Jana se dirigió a casa de los padres de Valentina. Leonor sacaba del arcón algunas sábanas y toallas bordadas sin estrenar. Había comenzado a prepararle el ajuar a su hija por si después le fallaba la vista, la destreza, las manos. Acariciaba sus iniciales abultadas por el hilo. No soportaría usar aquella ropa de casa. En la puerta, Jana le entregó un fardo con toallas y sábanas, pero fue incapaz de decirle nada.

Antes de volver a la estación pasó por la fonda para llamar al doctor de la clínica universitaria. Quería saber cómo estaban los que aún permanecían ingresados.

Aquel bar tenía bastante de sala de máquinas de un barco, por las continuas negociaciones, los planes, el intercambio sigiloso de información que se llevaban a cabo allí. A aquella hora los clientes eran la quinta parte de los que solían juntarse a partir de las siete de la tarde. Había elegido el rato más discreto para llamar.

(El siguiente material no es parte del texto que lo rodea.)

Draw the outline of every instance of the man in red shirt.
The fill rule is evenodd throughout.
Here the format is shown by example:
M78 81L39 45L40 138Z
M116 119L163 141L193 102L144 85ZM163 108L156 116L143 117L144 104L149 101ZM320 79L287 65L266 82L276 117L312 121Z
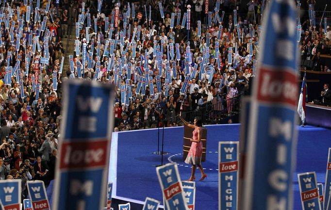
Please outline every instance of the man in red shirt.
M115 117L115 126L117 126L118 122L122 119L122 107L119 107L119 103L115 103L115 107L114 109L114 114Z

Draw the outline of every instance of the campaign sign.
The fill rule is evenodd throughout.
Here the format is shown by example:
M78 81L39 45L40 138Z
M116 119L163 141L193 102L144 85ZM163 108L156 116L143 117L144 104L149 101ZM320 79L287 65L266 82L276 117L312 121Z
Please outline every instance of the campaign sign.
M238 207L239 142L218 143L218 210Z
M188 210L194 210L194 205L196 202L196 188L186 186L183 186L182 188Z
M23 200L23 206L24 210L32 210L32 203L29 199L25 199Z
M330 191L331 190L331 147L329 148L328 155L328 164L327 165L327 173L325 176L325 191L324 197L325 198L325 205L324 209L327 210L327 204L330 202Z
M50 209L46 190L43 181L28 181L28 191L33 210Z
M315 172L298 175L303 210L321 210Z
M0 180L0 204L4 210L20 209L21 180Z
M130 210L130 203L128 203L126 204L118 204L119 210Z
M268 6L250 98L245 186L240 202L245 210L276 206L293 210L298 55L292 26L297 13L293 1L272 1Z
M182 186L183 187L196 187L196 182L191 181L182 181Z
M177 165L168 163L156 168L156 174L169 210L188 210Z
M319 197L319 202L321 203L321 209L324 209L324 192L323 191L323 184L319 183L317 184L318 187L318 197Z
M113 182L108 182L107 187L107 210L110 210L112 206L112 192L113 191Z
M160 201L150 197L146 197L143 210L157 210L159 209Z
M64 123L52 209L101 209L106 203L114 88L63 82Z

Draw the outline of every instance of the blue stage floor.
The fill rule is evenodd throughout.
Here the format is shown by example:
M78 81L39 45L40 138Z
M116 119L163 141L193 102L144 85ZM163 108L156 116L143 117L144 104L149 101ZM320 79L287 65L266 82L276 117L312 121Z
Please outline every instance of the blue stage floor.
M202 166L206 168L208 178L196 183L196 210L218 209L218 178L216 170L218 142L238 141L239 127L239 125L207 127L207 161L202 163ZM297 168L293 174L294 210L301 209L297 175L315 171L317 181L323 183L324 185L328 149L331 145L330 129L313 127L298 127L298 129L299 135ZM190 176L191 169L190 165L185 164L182 158L183 128L166 128L164 131L164 151L170 154L164 156L164 163L170 162L178 163L181 178L187 179ZM162 133L162 129L160 129L160 140ZM117 161L113 161L112 163L113 169L117 164L117 171L113 170L110 175L113 180L116 178L116 192L113 194L141 201L148 196L161 201L162 204L162 192L155 167L153 166L161 163L161 156L151 154L157 150L157 129L119 132L115 136L117 135ZM116 145L116 138L113 139L112 145ZM112 148L113 161L116 159L114 156L116 156L116 152L113 152L114 149ZM197 178L199 178L199 171L197 170L196 175Z

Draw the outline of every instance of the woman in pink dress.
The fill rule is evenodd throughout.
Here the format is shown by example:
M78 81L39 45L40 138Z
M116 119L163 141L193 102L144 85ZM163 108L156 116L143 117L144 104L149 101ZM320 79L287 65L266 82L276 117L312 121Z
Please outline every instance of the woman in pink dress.
M201 141L201 136L202 134L202 121L199 117L197 117L194 118L194 125L191 124L186 122L184 119L180 116L182 122L190 128L194 129L193 130L193 137L191 139L192 144L191 148L188 152L188 154L185 160L185 162L192 164L192 174L191 177L188 181L193 181L195 179L196 169L197 165L200 168L201 172L201 178L199 180L202 181L207 178L207 175L203 171L203 168L201 165L201 157L202 155L202 142Z

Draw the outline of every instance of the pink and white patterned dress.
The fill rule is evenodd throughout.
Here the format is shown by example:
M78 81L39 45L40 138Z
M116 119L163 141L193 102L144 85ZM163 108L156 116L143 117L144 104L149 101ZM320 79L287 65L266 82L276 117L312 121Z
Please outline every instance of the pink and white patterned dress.
M193 140L198 140L198 129L196 128L193 130ZM188 151L187 157L185 160L185 162L187 164L196 165L201 164L201 157L202 155L202 142L192 142L191 148Z

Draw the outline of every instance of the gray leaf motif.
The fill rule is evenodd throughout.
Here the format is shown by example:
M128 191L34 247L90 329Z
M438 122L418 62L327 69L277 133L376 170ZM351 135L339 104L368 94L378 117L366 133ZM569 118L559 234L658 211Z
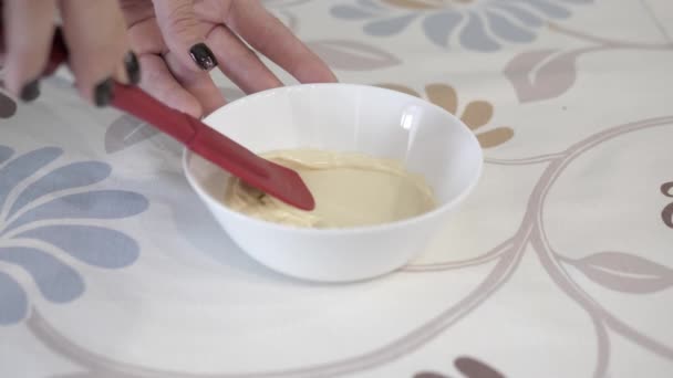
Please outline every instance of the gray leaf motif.
M496 369L472 357L458 357L454 361L458 371L466 378L505 378ZM422 371L414 375L414 378L451 378L439 372Z
M362 42L322 40L308 42L307 44L336 70L372 71L401 63L393 54Z
M100 182L106 179L111 171L112 167L101 161L79 161L56 168L25 188L12 204L8 217L49 193Z
M653 293L673 286L673 270L622 252L599 252L569 262L589 280L624 293Z
M147 209L144 196L124 190L92 190L59 197L21 214L1 234L18 227L52 219L121 219Z
M7 146L0 146L0 164L3 164L4 161L7 161L7 159L12 157L12 155L14 155L13 149L11 149Z
M139 255L138 243L126 234L102 227L54 224L35 228L15 238L52 244L90 265L120 269L133 264ZM105 243L101 243L104 240Z
M0 209L7 200L7 196L19 182L34 175L62 154L61 148L44 147L19 156L0 169Z
M557 50L536 50L516 55L505 66L504 74L514 86L521 103L560 96L576 82L576 61L588 49L557 54Z
M0 261L21 266L50 302L66 303L84 292L84 281L74 269L40 250L0 248Z
M17 323L28 312L28 296L14 279L0 271L0 325Z
M470 357L456 358L454 365L467 378L505 378L505 376L494 368Z

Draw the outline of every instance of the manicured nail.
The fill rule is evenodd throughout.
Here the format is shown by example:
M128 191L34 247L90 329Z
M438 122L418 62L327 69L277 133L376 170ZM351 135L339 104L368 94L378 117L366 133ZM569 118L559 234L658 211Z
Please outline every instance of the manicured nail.
M40 81L33 80L32 82L25 84L21 90L20 97L24 102L34 101L40 96Z
M194 62L204 71L209 71L217 65L213 51L205 43L197 43L189 49L189 55Z
M112 78L105 78L101 83L99 83L94 88L94 103L96 106L103 107L107 106L113 98L113 82Z
M141 82L141 64L138 59L133 51L124 57L124 65L126 66L126 74L131 84L137 84Z

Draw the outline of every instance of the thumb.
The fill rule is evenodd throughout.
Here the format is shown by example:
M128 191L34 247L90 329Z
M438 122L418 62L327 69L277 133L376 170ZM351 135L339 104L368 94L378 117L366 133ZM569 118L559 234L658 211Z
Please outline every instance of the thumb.
M217 65L205 43L205 25L194 13L193 0L154 0L154 11L164 41L186 67L209 71Z

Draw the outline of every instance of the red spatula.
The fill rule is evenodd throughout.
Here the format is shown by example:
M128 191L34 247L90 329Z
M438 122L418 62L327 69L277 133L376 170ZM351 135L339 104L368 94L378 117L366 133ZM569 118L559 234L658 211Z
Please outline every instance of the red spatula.
M3 40L1 33L0 40ZM51 75L66 61L68 49L60 30L56 30L43 75ZM170 135L246 183L299 209L313 210L315 207L313 196L296 171L257 156L200 120L167 107L141 88L115 83L112 104Z

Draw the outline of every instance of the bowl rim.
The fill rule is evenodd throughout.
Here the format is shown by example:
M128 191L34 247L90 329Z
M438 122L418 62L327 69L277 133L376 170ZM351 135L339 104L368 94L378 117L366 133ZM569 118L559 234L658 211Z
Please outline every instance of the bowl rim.
M355 227L330 228L330 229L315 229L315 228L303 228L303 227L291 225L291 224L281 224L281 223L276 223L276 222L272 222L272 221L267 221L267 220L258 219L258 218L255 218L255 217L250 217L250 216L244 214L241 212L238 212L236 210L229 209L220 200L214 198L213 196L210 196L210 193L208 193L206 190L204 190L201 188L201 185L193 176L193 174L190 172L190 169L189 169L189 159L191 158L191 156L194 156L196 154L194 154L191 150L189 150L187 147L185 147L183 149L183 157L182 157L183 172L184 172L185 177L187 178L187 181L189 182L189 185L191 186L191 188L200 197L203 197L204 199L206 199L207 202L210 202L211 206L215 206L216 208L221 209L228 216L230 216L232 218L236 218L238 220L241 220L244 222L251 222L251 223L256 223L257 225L265 227L265 228L270 228L270 229L275 229L275 230L282 231L282 232L290 232L290 233L298 233L298 234L313 234L313 235L318 235L318 234L322 234L322 235L330 235L330 234L332 234L333 235L333 234L336 234L338 235L338 234L344 234L344 233L360 234L360 233L373 233L373 232L380 232L380 231L392 231L392 230L398 230L398 229L402 229L402 228L408 228L408 227L414 225L416 223L431 221L431 220L433 220L435 218L441 217L442 214L445 214L445 213L449 212L457 204L459 204L460 202L463 202L465 200L465 198L467 198L472 193L472 191L474 190L474 188L479 182L479 179L482 178L482 174L483 174L483 170L484 170L484 149L482 148L482 146L480 146L477 137L469 129L469 127L467 127L467 125L465 125L465 123L460 118L458 118L455 115L451 114L449 112L447 112L446 109L444 109L441 106L437 106L437 105L435 105L435 104L433 104L433 103L431 103L428 101L425 101L424 98L412 96L410 94L402 93L402 92L394 91L394 90L390 90L390 88L385 88L385 87L379 87L379 86L366 85L366 84L348 84L348 83L311 83L311 84L286 85L286 86L281 86L281 87L276 87L276 88L260 91L260 92L257 92L257 93L244 96L241 98L237 98L237 99L235 99L235 101L232 101L230 103L227 103L226 105L219 107L215 112L213 112L209 115L207 115L204 118L204 123L207 124L208 123L208 118L213 117L217 113L226 112L226 108L229 108L232 105L240 105L241 103L247 102L247 101L252 101L256 97L269 96L269 95L272 95L273 93L277 93L277 92L287 92L287 91L302 88L302 87L317 87L317 86L352 87L352 88L355 88L355 90L358 90L358 88L366 88L366 91L389 92L389 93L393 93L393 94L402 96L402 97L408 97L410 99L415 99L415 101L421 99L421 101L425 102L426 106L434 107L435 109L439 111L441 113L443 113L444 115L448 116L449 118L453 118L454 122L456 122L465 132L468 133L469 138L472 139L472 143L476 144L476 146L478 148L478 154L479 154L479 159L478 159L478 164L477 164L476 175L474 175L472 181L460 191L460 193L458 196L456 196L453 199L448 200L447 202L445 202L445 203L443 203L443 204L434 208L433 210L424 212L422 214L418 214L418 216L415 216L415 217L411 217L411 218L406 218L406 219L402 219L402 220L397 220L397 221L393 221L393 222L381 223L381 224L355 225ZM210 125L208 125L208 126L211 127ZM220 132L217 128L215 128L215 129L217 132ZM227 172L227 175L229 175L229 174Z

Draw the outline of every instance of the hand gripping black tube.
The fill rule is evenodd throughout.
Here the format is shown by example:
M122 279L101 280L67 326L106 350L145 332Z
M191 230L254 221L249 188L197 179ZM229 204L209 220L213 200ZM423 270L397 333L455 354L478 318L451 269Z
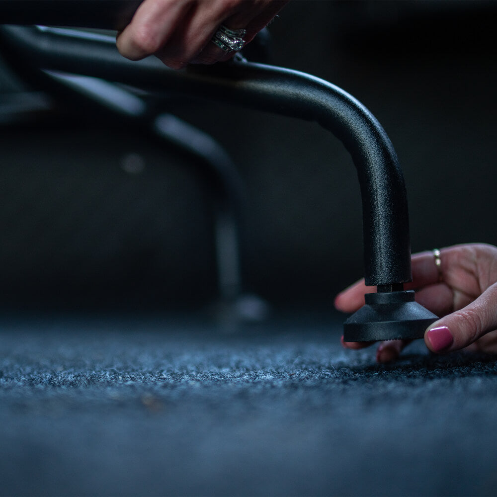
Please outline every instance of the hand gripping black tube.
M374 117L343 90L304 73L246 62L179 72L154 58L131 62L121 57L113 43L81 32L11 26L3 27L0 37L4 55L12 62L17 59L18 66L20 60L43 69L317 122L340 139L352 157L362 198L366 283L381 292L370 295L383 295L377 302L375 296L369 298L356 313L358 321L356 315L347 320L345 339L419 337L436 319L414 302L412 292L402 291L403 284L412 279L411 252L406 188L395 152ZM386 314L379 316L377 306Z

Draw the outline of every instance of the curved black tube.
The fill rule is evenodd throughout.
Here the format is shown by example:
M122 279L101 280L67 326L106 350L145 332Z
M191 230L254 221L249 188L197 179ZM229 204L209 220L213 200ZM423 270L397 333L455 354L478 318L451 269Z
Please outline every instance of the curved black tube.
M343 143L357 170L366 284L385 286L411 280L407 196L397 156L374 117L340 88L304 73L246 62L174 72L153 58L128 61L101 37L71 36L64 30L4 26L0 38L9 58L21 58L42 69L317 122Z

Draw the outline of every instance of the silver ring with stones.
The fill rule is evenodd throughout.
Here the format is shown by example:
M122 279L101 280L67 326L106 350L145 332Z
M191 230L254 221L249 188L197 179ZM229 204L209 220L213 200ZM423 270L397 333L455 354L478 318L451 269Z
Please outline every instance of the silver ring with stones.
M247 33L247 29L230 29L223 24L221 24L218 29L225 34L227 34L228 36L231 36L232 38L243 38Z
M229 29L221 26L211 41L225 52L238 52L243 48L245 40L242 36L246 32L245 29Z

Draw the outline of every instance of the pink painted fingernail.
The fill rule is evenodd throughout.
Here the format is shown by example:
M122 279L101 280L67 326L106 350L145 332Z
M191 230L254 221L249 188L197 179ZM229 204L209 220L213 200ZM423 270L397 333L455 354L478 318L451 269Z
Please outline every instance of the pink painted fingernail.
M445 350L454 343L454 337L446 326L440 326L428 330L426 336L435 352Z

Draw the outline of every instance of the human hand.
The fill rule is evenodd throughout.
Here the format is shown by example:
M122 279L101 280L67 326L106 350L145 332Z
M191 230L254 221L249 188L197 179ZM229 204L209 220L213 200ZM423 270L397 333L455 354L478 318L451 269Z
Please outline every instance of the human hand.
M412 283L406 290L416 290L415 300L437 316L444 316L424 333L432 351L446 353L460 349L497 353L497 248L483 244L456 245L440 250L441 272L432 252L412 258ZM335 307L354 312L364 305L364 295L375 291L364 280L339 294ZM359 349L372 342L344 342L347 348ZM397 359L409 341L382 342L376 360Z
M122 55L140 60L155 54L173 69L188 64L228 60L211 42L219 26L244 29L246 44L265 27L288 0L145 0L117 38Z

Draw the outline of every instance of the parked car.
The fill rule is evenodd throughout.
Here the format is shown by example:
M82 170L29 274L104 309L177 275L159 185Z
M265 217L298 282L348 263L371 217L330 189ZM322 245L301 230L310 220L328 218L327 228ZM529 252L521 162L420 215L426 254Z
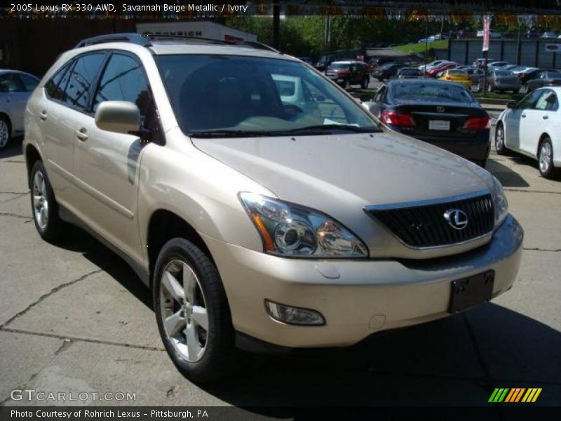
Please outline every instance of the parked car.
M370 83L370 73L368 72L368 66L364 62L333 62L325 75L344 88L349 88L351 85L360 85L363 89L366 89Z
M532 92L541 86L561 85L561 71L544 70L536 72L532 79L526 82L526 92Z
M492 62L487 62L487 70L490 70L492 69L501 69L503 70L503 67L508 66L510 65L508 62L505 61L492 61Z
M372 72L372 77L375 77L380 81L391 79L397 75L398 70L405 67L405 65L401 63L386 63Z
M487 65L489 63L494 62L494 61L497 61L497 60L496 60L494 58L487 58ZM478 59L475 60L475 61L473 62L473 66L475 67L479 67L479 68L482 68L485 65L485 58L478 58Z
M0 69L0 149L23 133L25 105L39 83L29 73Z
M483 77L483 71L478 67L470 67L463 70L469 75L472 84L478 83L480 79Z
M422 77L423 72L417 67L402 67L398 69L398 79L411 79Z
M561 88L539 88L520 102L507 104L499 116L495 149L499 154L515 151L536 159L546 178L559 175L561 168Z
M478 38L480 38L483 36L483 29L480 29L478 31L476 36ZM502 38L502 35L500 32L497 32L494 29L489 29L489 38Z
M456 69L445 70L444 74L441 77L438 78L438 80L456 82L464 86L468 90L471 89L471 78L469 74L463 70L457 70Z
M34 91L24 140L39 234L74 222L123 256L185 376L224 376L236 346L351 345L513 286L523 231L489 173L288 55L201 42L80 42ZM299 78L311 111L283 104L273 75ZM414 118L485 130L475 104L453 111Z
M489 114L464 86L433 79L389 81L373 101L382 123L485 166L490 149Z
M448 69L454 69L457 66L457 63L452 62L447 62L445 63L442 63L442 65L437 66L435 67L431 67L428 69L426 74L426 76L428 77L436 77L436 75L440 72L444 72L445 70L447 70Z
M421 72L424 72L425 70L425 67L426 67L426 69L428 70L432 67L440 66L442 63L446 63L446 62L448 62L447 60L435 60L426 65L421 65L420 66L419 66L419 69L421 70Z
M489 70L487 72L487 90L489 92L511 91L517 93L520 90L520 78L508 70ZM483 91L483 78L479 79L478 91Z

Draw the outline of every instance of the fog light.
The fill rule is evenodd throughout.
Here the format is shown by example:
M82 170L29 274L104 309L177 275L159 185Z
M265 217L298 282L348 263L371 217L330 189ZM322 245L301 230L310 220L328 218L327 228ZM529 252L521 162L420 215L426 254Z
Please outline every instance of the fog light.
M275 320L288 324L319 326L325 324L319 312L310 309L301 309L265 300L267 313Z

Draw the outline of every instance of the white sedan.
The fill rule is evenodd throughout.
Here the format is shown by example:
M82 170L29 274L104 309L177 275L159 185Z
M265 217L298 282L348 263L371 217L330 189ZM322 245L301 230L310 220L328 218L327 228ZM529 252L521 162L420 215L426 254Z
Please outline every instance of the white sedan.
M23 133L25 105L39 83L28 73L0 69L0 149L12 136Z
M495 129L497 154L520 152L538 160L543 177L556 177L561 172L560 95L561 87L544 87L507 104Z

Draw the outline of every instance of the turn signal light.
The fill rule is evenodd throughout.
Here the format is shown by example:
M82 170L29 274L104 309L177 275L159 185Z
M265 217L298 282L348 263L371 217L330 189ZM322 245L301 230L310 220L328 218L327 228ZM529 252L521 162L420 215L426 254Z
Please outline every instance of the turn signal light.
M485 130L491 128L491 119L489 117L473 117L469 119L464 125L464 128L467 130Z
M410 115L396 112L395 111L383 111L380 114L381 121L386 124L399 127L414 127L415 122Z

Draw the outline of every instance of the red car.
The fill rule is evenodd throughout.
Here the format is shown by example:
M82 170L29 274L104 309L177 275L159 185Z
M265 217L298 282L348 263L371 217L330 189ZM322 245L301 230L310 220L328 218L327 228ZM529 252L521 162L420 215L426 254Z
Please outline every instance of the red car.
M440 72L444 72L445 70L447 70L448 69L453 69L454 67L457 67L458 63L442 63L440 66L436 67L431 67L426 71L426 76L429 77L436 77L436 74L440 73Z

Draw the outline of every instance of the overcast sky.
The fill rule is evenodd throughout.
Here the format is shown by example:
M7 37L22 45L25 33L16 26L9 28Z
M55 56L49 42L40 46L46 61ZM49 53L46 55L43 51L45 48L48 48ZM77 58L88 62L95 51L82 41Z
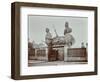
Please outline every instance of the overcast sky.
M83 17L58 17L58 16L28 16L28 36L30 41L35 43L41 43L45 41L45 28L49 28L52 36L55 36L53 27L59 36L64 36L65 22L69 23L69 27L72 28L72 35L75 38L75 44L73 47L81 47L82 42L88 41L88 18Z

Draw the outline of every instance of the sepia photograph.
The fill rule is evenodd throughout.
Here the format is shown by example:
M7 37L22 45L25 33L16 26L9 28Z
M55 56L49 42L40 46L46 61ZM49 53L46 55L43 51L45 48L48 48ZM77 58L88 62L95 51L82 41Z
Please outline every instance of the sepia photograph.
M88 18L28 15L28 66L88 63Z
M97 7L14 2L11 77L97 74Z

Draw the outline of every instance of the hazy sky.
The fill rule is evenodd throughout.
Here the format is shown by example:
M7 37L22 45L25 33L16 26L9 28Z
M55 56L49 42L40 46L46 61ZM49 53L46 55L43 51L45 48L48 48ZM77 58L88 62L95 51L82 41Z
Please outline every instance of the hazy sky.
M82 42L88 41L88 18L83 17L58 17L58 16L28 16L28 29L30 41L35 43L41 43L45 41L45 28L49 28L52 36L55 36L53 26L59 36L64 36L65 22L69 23L69 27L72 28L72 35L75 38L75 44L73 47L81 47Z

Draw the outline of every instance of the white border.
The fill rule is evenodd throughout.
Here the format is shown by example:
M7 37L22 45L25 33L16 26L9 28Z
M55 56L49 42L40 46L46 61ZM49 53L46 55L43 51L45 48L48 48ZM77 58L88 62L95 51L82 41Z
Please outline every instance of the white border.
M94 71L94 11L21 7L20 75L41 75ZM88 64L28 67L28 14L88 17Z

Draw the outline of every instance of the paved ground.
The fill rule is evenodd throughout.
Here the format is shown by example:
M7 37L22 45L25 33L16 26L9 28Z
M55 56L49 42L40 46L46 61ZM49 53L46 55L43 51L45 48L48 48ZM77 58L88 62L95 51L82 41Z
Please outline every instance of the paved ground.
M65 61L38 61L29 60L29 66L48 66L48 65L73 65L73 64L86 64L87 62L65 62Z

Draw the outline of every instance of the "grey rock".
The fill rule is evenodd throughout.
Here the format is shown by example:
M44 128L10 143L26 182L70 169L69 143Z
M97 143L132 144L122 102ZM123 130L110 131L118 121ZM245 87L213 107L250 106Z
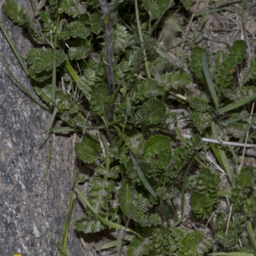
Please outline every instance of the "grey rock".
M31 13L29 0L17 1ZM5 15L0 0L0 21L23 58L32 47L29 36ZM54 136L46 188L49 140L39 148L40 132L51 114L31 102L13 83L5 63L33 95L37 97L2 31L0 31L0 255L60 255L49 234L60 244L72 188L72 145L69 138ZM86 252L71 225L68 255Z

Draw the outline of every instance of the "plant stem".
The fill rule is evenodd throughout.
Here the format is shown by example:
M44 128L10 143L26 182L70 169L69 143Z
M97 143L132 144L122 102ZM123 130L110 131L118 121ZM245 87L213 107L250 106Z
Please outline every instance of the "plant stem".
M108 83L108 92L109 97L115 92L114 72L113 70L113 40L112 40L112 22L110 13L108 12L108 2L106 0L99 0L100 8L103 13L104 22L105 24L106 37L106 65L107 77ZM108 113L108 121L113 120L115 105L113 102L109 103L109 111Z
M146 51L145 50L145 45L143 45L143 38L142 37L141 28L140 26L140 23L139 10L138 8L137 0L134 1L134 3L135 3L135 12L136 12L136 16L138 31L139 32L140 41L141 44L141 48L142 48L142 50L143 52L143 55L145 56L145 57L144 57L145 65L146 67L146 70L147 70L147 74L148 75L148 77L151 78L150 71L149 70L149 66L148 66L148 61L147 55L146 55Z

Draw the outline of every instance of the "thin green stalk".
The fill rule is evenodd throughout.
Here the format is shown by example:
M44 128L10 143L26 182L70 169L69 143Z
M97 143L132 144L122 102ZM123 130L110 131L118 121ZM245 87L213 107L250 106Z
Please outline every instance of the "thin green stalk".
M20 63L21 67L22 67L23 70L24 70L28 77L29 79L29 74L28 70L27 68L26 67L25 64L24 63L24 62L22 61L22 59L19 54L18 52L17 51L16 48L14 47L13 44L12 43L11 39L10 38L9 36L7 34L7 32L6 31L6 30L4 29L4 27L3 26L3 25L1 24L1 22L0 22L0 28L2 29L5 38L6 38L7 41L8 42L10 46L11 47L12 51L13 51L14 54L15 54L16 58L18 59L19 62Z
M48 172L49 172L49 169L50 168L50 164L51 164L51 159L52 159L52 134L51 134L51 140L50 140L50 150L48 154L48 158L47 158L47 163L46 164L46 170L45 170L45 174L44 175L44 188L43 188L43 190L42 191L42 192L38 195L38 196L41 196L43 193L45 191L45 187L46 187L46 182L47 180L47 176L48 176Z
M250 242L251 243L253 249L254 253L256 253L256 239L254 235L253 230L252 228L251 221L248 221L246 230L249 236Z
M211 78L210 72L208 68L206 52L205 51L203 52L203 55L202 58L204 76L205 77L206 81L207 82L208 88L212 96L213 102L214 103L215 110L218 112L219 110L219 100L218 99L217 94L215 91L214 85L213 84L212 79Z
M33 96L31 94L30 94L29 92L28 91L27 89L23 85L19 82L19 81L14 76L12 72L9 69L9 68L4 64L3 63L4 67L6 68L7 70L10 73L10 74L12 76L12 78L15 80L15 81L20 86L21 89L25 92L25 93L35 103L36 103L38 106L40 106L42 108L46 110L48 112L50 112L50 110L45 107L44 105L42 105L41 103L40 103L38 101L37 101Z
M60 15L57 15L57 20L55 28L54 42L53 44L53 58L52 58L52 101L55 103L56 90L56 54L58 31L59 30Z
M71 77L76 83L78 83L80 81L80 77L76 73L76 70L73 68L73 67L71 65L70 63L68 60L65 60L64 61L64 65Z
M138 8L138 1L134 0L134 3L135 3L135 12L136 12L136 16L138 31L139 32L140 41L141 44L141 48L142 48L142 51L143 52L143 55L145 56L145 57L144 57L145 66L146 67L146 70L147 70L147 74L148 75L148 77L151 78L150 71L149 70L148 62L148 60L147 60L147 55L146 55L146 51L145 49L145 47L143 45L143 38L142 37L141 28L140 26L140 17L139 17L139 10Z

En una mesa hablaban de la construcción del ferrocarril transahariano, la nueva quimera del gobierno de Vichy, y de los españoles republicanos que estaban allí trabajando como esclavos.

—Y aún hay algunos de los que pasan por aquí que dicen que ese es su destino. Se creen que nos lo tragamos.

—¿Te has enterado de la francesa que le ha dado un botellazo al guardia de la Gestapo? Parece que cruzaba con un grupo de prisioneros y cuando les dio el alto la patrulla alemana se sacó una botella de vino del morral que llevaba a la espalda, y menudo golpe que le ha debido de aventar, que dicen que se ha quedado tendido todo lo largo que era. Han podido escapar porque el compañero se ha puesto a socorrerlo.

—Alta tendría que ser —añadió otro de los parroquianos.

—Alta y fuerte. Como para casarte con ella —concluyó el que estaba a su lado y todos rieron.

A Jana también le hizo sonreír sin querer aquella anécdota, pero la de todos fue una risa corta porque la detuvo la entrada de Eberhard Gröber. El mayor se dirigió hacia el teléfono. No se molestó en bajar la voz cuando le dijo a la telefonista que lo pusiera con el hotel Oriente de Zaragoza, a continuación pronunció lo que parecía un apellido alemán y esperó. Vio a Jana, que se dirigía a la cocina. Pasaron escasos segundos hasta que volvió a hablar, lo que parecía confirmar que había fijado una hora concreta en una llamada anterior a su interlocutor para mantener esa conversación. Ella no quiso mirarlo al pasar. A pesar de que Juste le había asegurado que era difícil que se acordara de lo sucedido ese día, temía que recobrara la memoria de pronto y recordase el informe de la central eléctrica que Juste había destruido.

De momento, parecía que todo aquello se había borrado de su memoria.

Wo sind die Pferde?[18] —gritaba Gröber al teléfono. Por el tono que empleaba parecía que hablaba con un subordinado suyo, un agente al que habría enviado para perseguirlos—. Nicht immer ohne genauen Bericht.

—Solo Jana entre todos los que estaban allí a aquella hora sabía que con esta frase le ordenaba que no volviera hasta que obtuviera un informe preciso sobre lo sucedido.

Gröber colgó con fuerza, giró sobre sus talones para mirarla y con otra voz muy distinta le dijo:

Frau Belerma.

Aquel contraste, su capacidad de cambiar en segundos, la impresionó. Después el oficial saludó a Tricio y salió.

Jana prefirió esperar un rato hasta que se alejara porque no quería encontrarse con él en la calle. Cuando terminó de comentar con Pilar las escasas novedades sobre la desaparición de Valentina, lo del pañuelo, las horquillas, el tebeo y poco más, ya habían transcurrido unos diez minutos. Entonces se despidió de ella porque supuso que ya estaría despejado su camino hasta la estación. La dueña de La Serena le dio un capazo con un queso y un tarro de miel.

—Para nuestra amiga Arlette.

—Como si fuera Caperucita. —Sonrió Jana y salió deprisa. En media hora tenía que reincorporarse al trabajo.